San Diego Jury Awards McGaff Family $8.5 Million in MTS Bus Chokehold Death
Won by Gomez Trial Attorneys, Car Accident & Personal Injury Lawyers.
A San Diego County jury found the Metropolitan Transit System 40 percent at fault for the death of Anthony McGaff, who was held in a chokehold for more than eight minutes aboard a moving city bus.
What happened
On April 30, 2022, 28-year-old Anthony McGaff boarded a Metropolitan Transit System bus in downtown San Diego. A confrontation started after a woman on the bus began recording him. McGaff grabbed her phone and threw it, then reached for a second phone in her purse. Other riders moved in to stop him.
One passenger, Edward Hilbert, put McGaff in a chokehold and held it for more than eight minutes while lying on top of him. A second passenger pinned his legs. The bus kept moving, and the driver did not pull over or step in as the restraint continued. McGaff lost consciousness and later died at a hospital. Hilbert was charged in the death and pleaded guilty to involuntary manslaughter, which brought a sentence of two years of probation.
McGaff's family sued MTS, represented by Gomez Trial Attorneys. The case turned on what the transit agency and its driver owed passengers during a violent emergency on board. The family argued that the driver had time to stop the bus and respond while a rider was being choked for several minutes, and that MTS carried responsibility for the safety of the people in its care.

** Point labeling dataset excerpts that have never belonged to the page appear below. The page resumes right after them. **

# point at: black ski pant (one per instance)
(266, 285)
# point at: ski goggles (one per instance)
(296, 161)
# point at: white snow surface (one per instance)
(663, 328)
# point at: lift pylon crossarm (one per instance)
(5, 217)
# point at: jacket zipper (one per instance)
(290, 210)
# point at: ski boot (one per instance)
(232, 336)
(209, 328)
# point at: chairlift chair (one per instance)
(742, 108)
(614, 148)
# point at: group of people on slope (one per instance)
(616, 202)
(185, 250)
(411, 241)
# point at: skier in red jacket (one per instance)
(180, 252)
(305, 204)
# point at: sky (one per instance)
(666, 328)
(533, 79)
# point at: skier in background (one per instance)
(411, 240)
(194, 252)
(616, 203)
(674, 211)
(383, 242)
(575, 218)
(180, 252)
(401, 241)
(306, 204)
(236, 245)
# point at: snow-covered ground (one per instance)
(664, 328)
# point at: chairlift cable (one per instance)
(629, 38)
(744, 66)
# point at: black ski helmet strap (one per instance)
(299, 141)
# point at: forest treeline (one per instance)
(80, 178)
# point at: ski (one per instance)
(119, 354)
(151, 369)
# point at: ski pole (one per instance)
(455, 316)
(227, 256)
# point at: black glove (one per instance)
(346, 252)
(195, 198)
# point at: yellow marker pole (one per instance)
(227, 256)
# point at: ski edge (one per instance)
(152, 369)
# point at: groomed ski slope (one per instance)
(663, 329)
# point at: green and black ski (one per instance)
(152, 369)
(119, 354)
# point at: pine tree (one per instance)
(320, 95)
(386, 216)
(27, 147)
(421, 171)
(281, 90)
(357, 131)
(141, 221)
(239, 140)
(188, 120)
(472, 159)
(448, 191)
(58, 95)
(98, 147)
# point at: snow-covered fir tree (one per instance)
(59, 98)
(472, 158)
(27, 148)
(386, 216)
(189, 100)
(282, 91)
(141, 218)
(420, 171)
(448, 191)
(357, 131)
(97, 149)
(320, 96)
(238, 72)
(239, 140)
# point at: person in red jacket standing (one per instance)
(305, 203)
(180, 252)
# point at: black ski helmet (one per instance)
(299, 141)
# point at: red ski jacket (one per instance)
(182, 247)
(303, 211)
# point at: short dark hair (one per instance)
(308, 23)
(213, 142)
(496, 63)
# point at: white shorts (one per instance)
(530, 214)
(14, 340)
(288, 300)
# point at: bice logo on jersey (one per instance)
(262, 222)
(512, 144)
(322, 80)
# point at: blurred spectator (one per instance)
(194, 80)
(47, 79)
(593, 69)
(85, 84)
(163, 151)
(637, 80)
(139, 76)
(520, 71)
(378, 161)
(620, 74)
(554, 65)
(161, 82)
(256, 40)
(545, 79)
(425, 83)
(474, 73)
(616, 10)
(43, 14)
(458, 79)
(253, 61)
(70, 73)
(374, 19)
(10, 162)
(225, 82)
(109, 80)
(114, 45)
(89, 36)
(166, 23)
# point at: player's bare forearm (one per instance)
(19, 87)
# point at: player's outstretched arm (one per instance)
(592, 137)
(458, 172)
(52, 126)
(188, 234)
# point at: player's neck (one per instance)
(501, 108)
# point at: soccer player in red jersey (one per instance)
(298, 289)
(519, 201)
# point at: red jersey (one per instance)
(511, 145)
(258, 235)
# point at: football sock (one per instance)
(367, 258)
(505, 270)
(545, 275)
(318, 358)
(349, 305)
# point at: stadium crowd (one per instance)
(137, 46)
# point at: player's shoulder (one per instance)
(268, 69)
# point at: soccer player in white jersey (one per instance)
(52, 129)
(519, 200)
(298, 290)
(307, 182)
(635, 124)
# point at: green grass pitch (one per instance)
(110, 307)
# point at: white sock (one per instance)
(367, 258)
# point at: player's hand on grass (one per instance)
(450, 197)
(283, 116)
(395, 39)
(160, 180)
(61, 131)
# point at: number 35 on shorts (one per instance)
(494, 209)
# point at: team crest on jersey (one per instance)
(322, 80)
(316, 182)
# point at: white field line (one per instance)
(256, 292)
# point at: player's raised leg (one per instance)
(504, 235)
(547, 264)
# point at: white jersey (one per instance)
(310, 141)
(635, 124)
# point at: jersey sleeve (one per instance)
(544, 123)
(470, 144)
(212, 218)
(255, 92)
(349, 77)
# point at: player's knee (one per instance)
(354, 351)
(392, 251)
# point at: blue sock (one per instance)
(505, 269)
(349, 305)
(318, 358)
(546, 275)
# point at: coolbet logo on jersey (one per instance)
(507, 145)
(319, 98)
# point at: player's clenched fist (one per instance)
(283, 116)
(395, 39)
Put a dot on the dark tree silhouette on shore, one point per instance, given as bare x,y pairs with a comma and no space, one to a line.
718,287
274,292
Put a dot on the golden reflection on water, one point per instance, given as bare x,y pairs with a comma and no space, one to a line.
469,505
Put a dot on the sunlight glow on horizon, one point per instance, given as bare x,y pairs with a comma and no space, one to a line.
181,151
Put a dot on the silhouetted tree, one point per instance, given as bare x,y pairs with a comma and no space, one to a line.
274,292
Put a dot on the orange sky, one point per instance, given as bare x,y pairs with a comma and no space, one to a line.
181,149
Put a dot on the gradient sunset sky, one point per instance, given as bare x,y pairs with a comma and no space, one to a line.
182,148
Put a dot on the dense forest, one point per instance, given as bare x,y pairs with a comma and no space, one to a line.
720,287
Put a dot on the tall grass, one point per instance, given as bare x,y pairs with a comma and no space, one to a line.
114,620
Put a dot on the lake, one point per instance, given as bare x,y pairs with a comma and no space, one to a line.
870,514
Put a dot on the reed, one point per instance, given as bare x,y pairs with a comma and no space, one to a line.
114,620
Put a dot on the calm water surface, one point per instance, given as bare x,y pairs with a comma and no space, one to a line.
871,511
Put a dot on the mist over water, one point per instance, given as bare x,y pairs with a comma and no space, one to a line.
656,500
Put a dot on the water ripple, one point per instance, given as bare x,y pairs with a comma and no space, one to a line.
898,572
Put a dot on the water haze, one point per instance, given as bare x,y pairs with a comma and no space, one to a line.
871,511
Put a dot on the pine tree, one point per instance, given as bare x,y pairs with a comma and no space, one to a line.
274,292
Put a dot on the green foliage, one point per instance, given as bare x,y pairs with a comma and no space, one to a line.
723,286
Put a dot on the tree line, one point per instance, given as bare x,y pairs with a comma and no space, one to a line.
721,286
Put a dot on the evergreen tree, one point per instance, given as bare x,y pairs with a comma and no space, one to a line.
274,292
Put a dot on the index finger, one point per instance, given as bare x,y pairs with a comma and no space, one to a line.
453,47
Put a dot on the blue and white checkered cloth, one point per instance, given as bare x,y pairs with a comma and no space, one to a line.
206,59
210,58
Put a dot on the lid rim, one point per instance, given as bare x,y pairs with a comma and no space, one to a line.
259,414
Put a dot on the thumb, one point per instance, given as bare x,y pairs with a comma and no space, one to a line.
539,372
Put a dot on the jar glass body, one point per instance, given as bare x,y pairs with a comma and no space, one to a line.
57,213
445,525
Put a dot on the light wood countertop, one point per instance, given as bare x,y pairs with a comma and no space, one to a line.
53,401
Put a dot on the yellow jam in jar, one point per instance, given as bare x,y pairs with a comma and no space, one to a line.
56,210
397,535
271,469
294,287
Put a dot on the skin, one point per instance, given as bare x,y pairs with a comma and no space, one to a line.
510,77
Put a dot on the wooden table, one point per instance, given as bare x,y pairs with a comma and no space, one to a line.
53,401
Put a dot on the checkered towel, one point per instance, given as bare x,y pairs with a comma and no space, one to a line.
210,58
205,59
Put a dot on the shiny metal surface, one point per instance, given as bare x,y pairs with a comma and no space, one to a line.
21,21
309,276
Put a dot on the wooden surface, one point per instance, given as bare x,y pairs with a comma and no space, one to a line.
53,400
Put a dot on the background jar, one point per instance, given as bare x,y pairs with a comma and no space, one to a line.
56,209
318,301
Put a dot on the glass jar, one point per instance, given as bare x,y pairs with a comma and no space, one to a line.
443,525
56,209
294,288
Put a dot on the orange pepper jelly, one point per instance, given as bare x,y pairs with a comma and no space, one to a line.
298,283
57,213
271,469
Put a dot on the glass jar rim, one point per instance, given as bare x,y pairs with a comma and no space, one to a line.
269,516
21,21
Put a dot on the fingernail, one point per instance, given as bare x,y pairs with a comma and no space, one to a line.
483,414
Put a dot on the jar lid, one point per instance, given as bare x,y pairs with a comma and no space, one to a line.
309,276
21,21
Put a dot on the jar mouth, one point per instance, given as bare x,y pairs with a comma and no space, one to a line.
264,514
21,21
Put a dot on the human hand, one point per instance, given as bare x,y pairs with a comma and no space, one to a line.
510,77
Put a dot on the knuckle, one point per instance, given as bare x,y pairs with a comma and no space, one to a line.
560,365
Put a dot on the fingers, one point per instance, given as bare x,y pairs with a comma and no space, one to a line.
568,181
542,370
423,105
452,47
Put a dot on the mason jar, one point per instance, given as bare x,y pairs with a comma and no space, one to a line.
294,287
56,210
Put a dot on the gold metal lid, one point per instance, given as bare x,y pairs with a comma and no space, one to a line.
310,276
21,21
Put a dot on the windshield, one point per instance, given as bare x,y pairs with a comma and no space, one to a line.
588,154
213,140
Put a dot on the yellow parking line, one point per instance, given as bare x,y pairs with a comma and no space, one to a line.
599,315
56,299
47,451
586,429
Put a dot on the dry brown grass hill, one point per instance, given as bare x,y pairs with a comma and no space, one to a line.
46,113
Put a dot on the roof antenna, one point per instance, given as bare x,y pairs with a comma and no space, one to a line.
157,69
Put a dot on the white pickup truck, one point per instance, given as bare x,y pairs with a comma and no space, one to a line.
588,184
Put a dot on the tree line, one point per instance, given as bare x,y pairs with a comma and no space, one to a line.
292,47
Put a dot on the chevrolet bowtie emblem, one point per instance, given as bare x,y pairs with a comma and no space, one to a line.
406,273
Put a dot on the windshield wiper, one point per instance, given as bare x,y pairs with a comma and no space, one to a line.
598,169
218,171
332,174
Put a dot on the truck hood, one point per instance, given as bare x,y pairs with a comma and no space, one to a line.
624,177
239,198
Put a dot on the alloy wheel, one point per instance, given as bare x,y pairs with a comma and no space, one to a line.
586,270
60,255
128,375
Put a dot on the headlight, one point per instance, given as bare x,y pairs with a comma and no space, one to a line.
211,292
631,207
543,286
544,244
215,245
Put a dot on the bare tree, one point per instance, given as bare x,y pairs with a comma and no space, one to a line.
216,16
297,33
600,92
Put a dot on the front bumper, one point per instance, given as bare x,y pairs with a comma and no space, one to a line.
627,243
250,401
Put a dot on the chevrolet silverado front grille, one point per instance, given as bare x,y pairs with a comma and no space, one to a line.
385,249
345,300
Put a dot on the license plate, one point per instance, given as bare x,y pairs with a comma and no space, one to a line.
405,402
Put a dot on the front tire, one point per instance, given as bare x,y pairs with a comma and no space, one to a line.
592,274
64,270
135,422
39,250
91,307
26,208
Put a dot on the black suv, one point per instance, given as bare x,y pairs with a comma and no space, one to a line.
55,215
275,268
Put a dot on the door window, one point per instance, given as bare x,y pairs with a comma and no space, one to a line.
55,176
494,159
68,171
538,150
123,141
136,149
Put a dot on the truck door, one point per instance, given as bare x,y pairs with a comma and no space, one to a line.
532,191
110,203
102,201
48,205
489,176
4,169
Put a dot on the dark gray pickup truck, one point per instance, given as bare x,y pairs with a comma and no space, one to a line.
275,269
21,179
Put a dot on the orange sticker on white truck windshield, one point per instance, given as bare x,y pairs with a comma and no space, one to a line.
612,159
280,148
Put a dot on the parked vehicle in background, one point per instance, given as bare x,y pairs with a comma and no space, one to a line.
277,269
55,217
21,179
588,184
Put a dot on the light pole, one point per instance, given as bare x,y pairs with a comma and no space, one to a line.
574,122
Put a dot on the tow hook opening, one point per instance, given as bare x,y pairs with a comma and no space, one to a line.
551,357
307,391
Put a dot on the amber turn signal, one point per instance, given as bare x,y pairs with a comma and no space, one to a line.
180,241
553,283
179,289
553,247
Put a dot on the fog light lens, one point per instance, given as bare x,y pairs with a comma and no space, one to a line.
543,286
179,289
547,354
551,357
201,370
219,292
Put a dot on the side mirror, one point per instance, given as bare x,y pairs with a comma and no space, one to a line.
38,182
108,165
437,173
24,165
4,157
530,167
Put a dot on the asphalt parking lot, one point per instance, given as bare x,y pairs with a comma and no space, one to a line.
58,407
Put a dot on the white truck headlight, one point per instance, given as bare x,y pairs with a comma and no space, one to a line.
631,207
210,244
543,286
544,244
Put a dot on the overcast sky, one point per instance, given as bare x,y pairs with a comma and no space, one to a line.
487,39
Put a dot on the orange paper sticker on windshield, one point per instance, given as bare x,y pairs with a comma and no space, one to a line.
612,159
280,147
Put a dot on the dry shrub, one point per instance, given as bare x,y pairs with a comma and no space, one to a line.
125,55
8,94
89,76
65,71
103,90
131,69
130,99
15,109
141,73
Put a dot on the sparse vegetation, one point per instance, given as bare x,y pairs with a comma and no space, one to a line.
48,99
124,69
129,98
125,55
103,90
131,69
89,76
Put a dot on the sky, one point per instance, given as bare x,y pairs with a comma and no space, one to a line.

MTS contested its share of the blame, pointing to the passengers who carried out the restraint. The jury weighed the driver's choices against the actions of the riders who held McGaff down.
After trial in San Diego County Superior Court, the jury returned its verdict on November 7, 2025. It awarded the family $8.5 million and placed 40 percent of the fault on MTS, with the remaining 60 percent split among three passengers who took part in the restraint.
"This is what I've always wanted," McGaff's mother said after the verdict. "It's justice for my son and he deserved it."
The award stood as returned by the jury, with no reduction reported in the coverage that followed the trial.
Sources
This account is drawn from contemporaneous public reporting and the court record.